From the very sequestered carbon, the trees, that grow from taking the carbon from the atmosphere. We know this to be fact, yet fires that burn these carbon sequestering trees are managed rather than fought, and their intensity increases annually without needed fixes in timber management practices to adapt to changing conditions.
Forest Management practices must change, and change now. Legislators on both sides of the aisle agree, as Oregon Senate President Peter Courtney penned recently, “An additional investment is needed to encourage more active federal forest management.”
And Senator Merkley stated, “Many of us are frustrated with current forest management practices. I will continue working with my colleagues on both sides of the aisle and in both chambers to find collaborative solutions and funding to return our forests to health.”
He goes on to say, “This is a scary time for Oregon. Our air is choked with wildfire smoke, our friends and neighbors are on the front lines fighting fires and our communities are being threatened. I will do everything I can to support Oregonians and make our forests more resilient in the future.”
Chair Clem, as the elected leaders for the residents of the State of Oregon, it is our obligation to make sure we protect the health, life and safety of our citizens.
As a member of the House Committee on Agriculture & Natural Resources, I respectfully request that you call joint hearings with the Senate Committee on Energy & Environment. Sen. Baertschiger has made a similar request of Sen.

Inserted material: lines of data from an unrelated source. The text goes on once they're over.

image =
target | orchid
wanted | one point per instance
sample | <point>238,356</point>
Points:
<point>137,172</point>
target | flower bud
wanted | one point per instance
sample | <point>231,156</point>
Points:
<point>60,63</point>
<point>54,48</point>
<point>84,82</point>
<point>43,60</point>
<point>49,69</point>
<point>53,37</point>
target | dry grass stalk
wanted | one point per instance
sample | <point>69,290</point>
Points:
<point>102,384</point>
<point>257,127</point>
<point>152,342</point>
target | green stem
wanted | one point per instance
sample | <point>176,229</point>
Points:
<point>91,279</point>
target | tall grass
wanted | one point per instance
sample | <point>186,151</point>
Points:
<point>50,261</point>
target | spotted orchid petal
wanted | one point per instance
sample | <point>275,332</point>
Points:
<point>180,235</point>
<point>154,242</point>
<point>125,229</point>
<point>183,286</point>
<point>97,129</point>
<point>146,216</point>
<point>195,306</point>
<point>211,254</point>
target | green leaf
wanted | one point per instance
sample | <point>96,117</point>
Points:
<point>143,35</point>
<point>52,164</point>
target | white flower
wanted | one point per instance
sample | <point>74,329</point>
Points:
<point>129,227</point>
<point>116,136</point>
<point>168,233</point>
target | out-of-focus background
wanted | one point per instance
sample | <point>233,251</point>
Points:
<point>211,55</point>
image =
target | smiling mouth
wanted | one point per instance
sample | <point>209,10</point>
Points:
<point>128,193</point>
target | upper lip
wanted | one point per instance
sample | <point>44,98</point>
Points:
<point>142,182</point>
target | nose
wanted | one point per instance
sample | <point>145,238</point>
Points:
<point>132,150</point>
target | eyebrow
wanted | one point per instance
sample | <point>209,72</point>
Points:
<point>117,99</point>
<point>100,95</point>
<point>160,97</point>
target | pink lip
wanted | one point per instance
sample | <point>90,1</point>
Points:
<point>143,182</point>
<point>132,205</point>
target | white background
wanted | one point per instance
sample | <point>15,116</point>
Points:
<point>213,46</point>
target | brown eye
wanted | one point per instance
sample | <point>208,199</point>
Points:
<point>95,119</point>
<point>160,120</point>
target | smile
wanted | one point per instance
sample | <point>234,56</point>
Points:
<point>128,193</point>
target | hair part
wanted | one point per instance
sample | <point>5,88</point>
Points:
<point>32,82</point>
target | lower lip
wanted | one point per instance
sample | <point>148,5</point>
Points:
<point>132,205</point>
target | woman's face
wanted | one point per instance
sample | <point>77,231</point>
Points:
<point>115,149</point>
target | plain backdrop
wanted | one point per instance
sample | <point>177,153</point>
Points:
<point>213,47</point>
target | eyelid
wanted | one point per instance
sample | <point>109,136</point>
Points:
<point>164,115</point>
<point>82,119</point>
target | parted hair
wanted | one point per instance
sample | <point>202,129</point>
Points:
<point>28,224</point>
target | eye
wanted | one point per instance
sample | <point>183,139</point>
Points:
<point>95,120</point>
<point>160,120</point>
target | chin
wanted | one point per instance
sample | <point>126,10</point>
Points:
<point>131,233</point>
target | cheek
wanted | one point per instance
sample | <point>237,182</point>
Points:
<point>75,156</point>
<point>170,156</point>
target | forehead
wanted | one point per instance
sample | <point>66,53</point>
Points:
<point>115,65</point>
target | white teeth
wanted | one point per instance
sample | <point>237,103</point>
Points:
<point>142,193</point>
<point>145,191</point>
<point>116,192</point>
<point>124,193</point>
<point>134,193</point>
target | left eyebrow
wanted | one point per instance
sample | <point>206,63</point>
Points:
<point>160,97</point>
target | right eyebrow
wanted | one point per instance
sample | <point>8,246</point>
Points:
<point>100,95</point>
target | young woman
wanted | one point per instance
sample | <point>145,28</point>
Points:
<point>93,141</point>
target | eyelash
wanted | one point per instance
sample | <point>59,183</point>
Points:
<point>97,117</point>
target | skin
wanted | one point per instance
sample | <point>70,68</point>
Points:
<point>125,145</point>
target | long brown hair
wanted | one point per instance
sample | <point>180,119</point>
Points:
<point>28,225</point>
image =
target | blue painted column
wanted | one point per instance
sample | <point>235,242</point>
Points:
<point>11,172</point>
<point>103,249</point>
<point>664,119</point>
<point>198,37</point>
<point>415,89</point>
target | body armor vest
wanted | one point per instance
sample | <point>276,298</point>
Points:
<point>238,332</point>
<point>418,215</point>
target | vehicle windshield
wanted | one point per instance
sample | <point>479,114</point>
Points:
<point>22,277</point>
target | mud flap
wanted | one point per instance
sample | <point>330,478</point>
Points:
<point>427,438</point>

Dembrow, to address the wildfires burning across our State and the policies that manage the resources.
I further request that we have focused discussions on:
USDA Forest Service-MIST (Minimal Impact Suppression Tactics) guidelines, Sequestered Carbon Timber Resource Management practices and policies, and that a state task force be formed to fully address these issues and assist our federal colleagues with recommendations for changes in forest policy on lands within our state, and across the Pacific Northwest.
Chair Clem, we have some of the best resources to do this work, from our residents, agencies, universities and electeds.
I look forward to moving this critical bipartisan discussion forward and I appreciate your consideration.